Canada’s team at the Spengler Cup has been together for two days of practice plus one big Christmas party for players, coaches, staff and their families.
Next on the to-do list? Go win gold at the world’s oldest professional international hockey tournament.
Ready or not, a thrown-together national team made up of European-based players begins its annual quest for a championship Saturday when it meets Czech side HC Energie Karlovy Vary.
Like always at this event, the Canadians will have to overcome a lack of familiarity with one another and a dearth of preparation time in order to succeed, and the first game is always a telling one.
“That’s when we open the package and see what’s inside,” head coach Craig MacTavish quipped Friday during a break in the team’s Christmas party. “The players have been very diligent in terms of their preparation and we’ve had a couple of days of practice.
“It’s a little unusual to play meaningful games on a couple days of practice but I think they’ll be fine.”
Canada often is at the tournament which dates back to 1923 and is hosted by Swiss club HC Davos. The Canadians have won it 11 times since first participating in 1984. Most recently they claimed the title in 2007, but lost 5-3 in the final to Moscow Dynamo last year.
That’s why MacTavish has little issue with people back home expecting his club to win gold (fans can follow on Rogers Sportsnet, check local listings).
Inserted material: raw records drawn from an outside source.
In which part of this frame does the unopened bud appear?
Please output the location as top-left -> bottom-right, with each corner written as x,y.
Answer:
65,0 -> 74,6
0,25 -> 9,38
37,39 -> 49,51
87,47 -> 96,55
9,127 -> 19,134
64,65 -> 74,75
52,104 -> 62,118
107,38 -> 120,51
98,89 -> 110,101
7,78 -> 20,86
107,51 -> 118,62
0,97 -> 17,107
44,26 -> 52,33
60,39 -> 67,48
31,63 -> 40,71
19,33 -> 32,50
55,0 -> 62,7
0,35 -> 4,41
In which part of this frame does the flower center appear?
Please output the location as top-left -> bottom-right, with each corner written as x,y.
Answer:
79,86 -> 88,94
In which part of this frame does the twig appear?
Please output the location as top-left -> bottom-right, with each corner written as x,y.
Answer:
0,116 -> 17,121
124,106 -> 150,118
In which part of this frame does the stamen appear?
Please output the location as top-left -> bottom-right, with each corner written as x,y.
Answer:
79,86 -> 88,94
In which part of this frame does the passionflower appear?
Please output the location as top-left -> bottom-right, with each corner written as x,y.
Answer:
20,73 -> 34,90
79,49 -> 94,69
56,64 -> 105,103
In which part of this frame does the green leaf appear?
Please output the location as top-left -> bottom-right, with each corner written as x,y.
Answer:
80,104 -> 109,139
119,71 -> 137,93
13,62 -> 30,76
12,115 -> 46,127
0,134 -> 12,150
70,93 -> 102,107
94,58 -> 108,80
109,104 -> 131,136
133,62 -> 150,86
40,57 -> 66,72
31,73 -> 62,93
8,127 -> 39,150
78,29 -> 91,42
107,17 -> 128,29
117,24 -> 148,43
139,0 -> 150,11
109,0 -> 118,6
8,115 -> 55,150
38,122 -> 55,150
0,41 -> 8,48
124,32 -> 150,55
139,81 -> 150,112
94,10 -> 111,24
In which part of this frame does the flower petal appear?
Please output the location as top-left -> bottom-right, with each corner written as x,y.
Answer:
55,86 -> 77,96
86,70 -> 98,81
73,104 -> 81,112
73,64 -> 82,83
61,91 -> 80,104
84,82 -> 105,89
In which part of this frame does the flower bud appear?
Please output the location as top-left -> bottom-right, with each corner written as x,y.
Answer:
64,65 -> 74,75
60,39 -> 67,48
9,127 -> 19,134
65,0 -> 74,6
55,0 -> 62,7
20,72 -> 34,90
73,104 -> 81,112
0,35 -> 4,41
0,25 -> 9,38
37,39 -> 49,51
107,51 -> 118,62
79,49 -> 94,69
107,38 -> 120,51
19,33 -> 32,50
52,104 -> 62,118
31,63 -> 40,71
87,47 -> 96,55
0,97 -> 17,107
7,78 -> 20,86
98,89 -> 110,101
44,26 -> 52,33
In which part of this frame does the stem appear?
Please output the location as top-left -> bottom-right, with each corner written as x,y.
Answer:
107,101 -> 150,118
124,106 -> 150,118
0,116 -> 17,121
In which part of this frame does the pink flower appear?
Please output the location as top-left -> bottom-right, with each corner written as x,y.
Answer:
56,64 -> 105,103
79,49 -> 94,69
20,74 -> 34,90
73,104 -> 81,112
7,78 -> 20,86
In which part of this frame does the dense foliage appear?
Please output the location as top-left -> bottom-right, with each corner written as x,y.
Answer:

Teams in the past have a good track record of success and there’s no reason for his players not to win.
“I think that’s inherent with Canadian hockey, every time you put the jersey on there are a lot of expectations, not the least of which is that you’re going to win the tournament,” he said. “But I think that’s healthy, it’s a good motivation for all these players and this year being an Olympic hockey season, it’s a great year to really highlight Canadian hockey.
“We want to have a good start for Canada and Canadian hockey.”
With the world junior hockey championship being hosted in Saskatchewan and the Olympics in Vancouver, Hockey Canada will be more than happy to build on any positive karma from the Spengler Cup team.
Aside HC Davos and HC Energie Karlovy Vary, the Canadians are also up against Adler Mannheim of Germany and HC Dynamo Minsk of Belarus.
There are lots of familiar names on the Canadian roster, including 1993 first overall pick Alexandre Daigle, who now plays for Langnau in Switzerland.
David LeNeveu and Wade Dubielewicz, who will share duties in goal, defencemen Yannick Tremblay and Jamie Rivers and forwards Mark Bell, Brett McLean and Josh Holden are other former NHLers of note on the club.
Serge Aubin is the team captain with Shawn Heins and Jean-Pierre Vigier as the alternates.
MacTavish feels the chance to see players who have slipped away from the NHL fishbowl is part of the Spengler Cup’s charm.
“I always used to think the tournament was really neat, because you see a lot of players you’ve kind of lost touch with a little bit. Then you turn on the Spengler Cup and see that they’re alive and well over in Europe,” he said.
“Serge Aubin, I’ve always been a big admirer of his, he’s going to be our captain, he’s just a terrific person. Mark Bell, I’m anxious to see him play, J.P. Vigier, Jamie Rivers, I played with him in St. Louis … there’s just a cast of characters over here.”
MacTavish is an active participant in the Spengler Cup for the first time although he’ll draw on past experiences with the Canadian national team at the Lotto Cup in Slovakia and a world championship in Austria.
The former Edmonton Oilers defenceman and head coach knows that given how little time his players have had to prepare, he can’t complicate things too much.
“That’s exactly it, just try to play a simple system that everybody is pretty familiar with,” he said. “And you just try to build and get better as each game goes by, that’s our objective.”
Fun also needs to be a part of it, as asking players to interrupt their holidays for the Dec. 26-31 tournament isn’t easy.
That’s why Friday’s Christmas party, which included about 150 people in total and a visit from Santa for the kids, is a key part of the experience.
“It’s valuable time to ask the players and the families to commit themselves at this time of year, so you want to show them a good time and Hockey Canada does that in spades every year,” said MacTavish. “It’s a good bonding exercise for the players and their families, just a great scene here.”